Students who meet the Standards demonstrate a basic understanding of physical science concepts, such as atomic and nuclear theory, force, momentum and its conservation, mass, energy and its transformations, light, and sound. They analyze reactions, the properties of materials, the relative motion of objects or the effects of the fundamental forces on physical systems. They make connections between classroom activities and real life situations.
Earth and Space Sciences
Students who meet the Standards demonstrate a general understanding of most large-scale dynamic forces, events, and processes of Earth’s systems (for example, the origin and dynamic nature of Earth, such as plate tectonics and the related areas of earthquakes and volcanism; weather and climatic events, and the geological history of the earth, including rocks, minerals, and fossils). They analyze the systems and components of the universe. They demonstrate a basic understanding of how geologic and astronomical events, such as earthquakes, weathering, meteor impacts, and supernovas, occur and the effects of these events. They identify and demonstrate familiarity with common objects in the solar system, such as planets, moons, meteors, and comets, and demonstrate a general understanding of the relationships among them.

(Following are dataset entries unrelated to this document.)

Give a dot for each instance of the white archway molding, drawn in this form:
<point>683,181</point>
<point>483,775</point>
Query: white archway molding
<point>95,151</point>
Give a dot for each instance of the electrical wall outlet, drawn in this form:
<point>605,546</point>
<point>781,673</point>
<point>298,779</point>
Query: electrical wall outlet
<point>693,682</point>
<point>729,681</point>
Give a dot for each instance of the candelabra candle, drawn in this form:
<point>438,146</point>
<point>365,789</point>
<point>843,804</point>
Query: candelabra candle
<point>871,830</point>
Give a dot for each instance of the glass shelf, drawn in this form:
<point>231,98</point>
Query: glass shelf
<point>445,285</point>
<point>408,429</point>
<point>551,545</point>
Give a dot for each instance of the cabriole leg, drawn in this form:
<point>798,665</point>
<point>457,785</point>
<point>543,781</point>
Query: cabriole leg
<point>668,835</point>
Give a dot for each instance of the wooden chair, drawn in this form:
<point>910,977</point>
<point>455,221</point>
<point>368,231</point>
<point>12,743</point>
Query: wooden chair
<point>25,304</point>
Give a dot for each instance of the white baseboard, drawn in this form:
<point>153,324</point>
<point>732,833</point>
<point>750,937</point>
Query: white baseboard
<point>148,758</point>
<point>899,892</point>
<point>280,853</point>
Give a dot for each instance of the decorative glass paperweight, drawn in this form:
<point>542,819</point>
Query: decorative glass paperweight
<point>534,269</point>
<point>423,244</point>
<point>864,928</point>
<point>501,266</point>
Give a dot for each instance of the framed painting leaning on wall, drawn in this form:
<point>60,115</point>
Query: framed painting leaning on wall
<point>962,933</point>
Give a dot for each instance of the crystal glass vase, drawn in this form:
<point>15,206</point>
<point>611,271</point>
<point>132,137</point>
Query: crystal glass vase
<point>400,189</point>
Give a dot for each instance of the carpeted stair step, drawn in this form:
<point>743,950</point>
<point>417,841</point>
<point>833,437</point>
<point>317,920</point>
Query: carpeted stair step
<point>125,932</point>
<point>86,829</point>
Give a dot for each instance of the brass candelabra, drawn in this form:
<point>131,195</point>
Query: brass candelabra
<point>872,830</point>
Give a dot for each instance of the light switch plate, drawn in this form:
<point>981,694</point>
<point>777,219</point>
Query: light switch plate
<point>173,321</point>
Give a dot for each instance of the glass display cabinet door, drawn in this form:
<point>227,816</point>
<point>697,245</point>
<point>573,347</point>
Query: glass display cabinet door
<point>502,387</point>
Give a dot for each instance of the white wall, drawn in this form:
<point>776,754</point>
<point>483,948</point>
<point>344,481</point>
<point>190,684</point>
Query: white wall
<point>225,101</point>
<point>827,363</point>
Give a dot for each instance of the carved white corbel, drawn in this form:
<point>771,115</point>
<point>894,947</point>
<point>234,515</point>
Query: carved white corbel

Science, Technology, and Society
Students who meet the Standards demonstrate awareness of the most basic applications and implications of laboratory safety. They demonstrate a basic understanding of the criteria that scientists use to evaluate the validity of scientific claims or theories. They explain the strengths, weaknesses and uses of uncomplicated research methodologies. They demonstrate a basic understand of the necessity for experimental replication and peer reviews to support scientific claims. These students demonstrate sufficient knowledge to analyze the political ramifications of familiar scientific and technological advancements, such as nuclear weapons, biological and chemical warfare, and biotechnology. These students understand the basic principles underlying environmental impact studies, cost-benefits analyses, and effects of scientific policies at the local, national, and global levels. These students identify uncomplicated connections between scientific progress and careers, job markets, and other aspects of everyday life.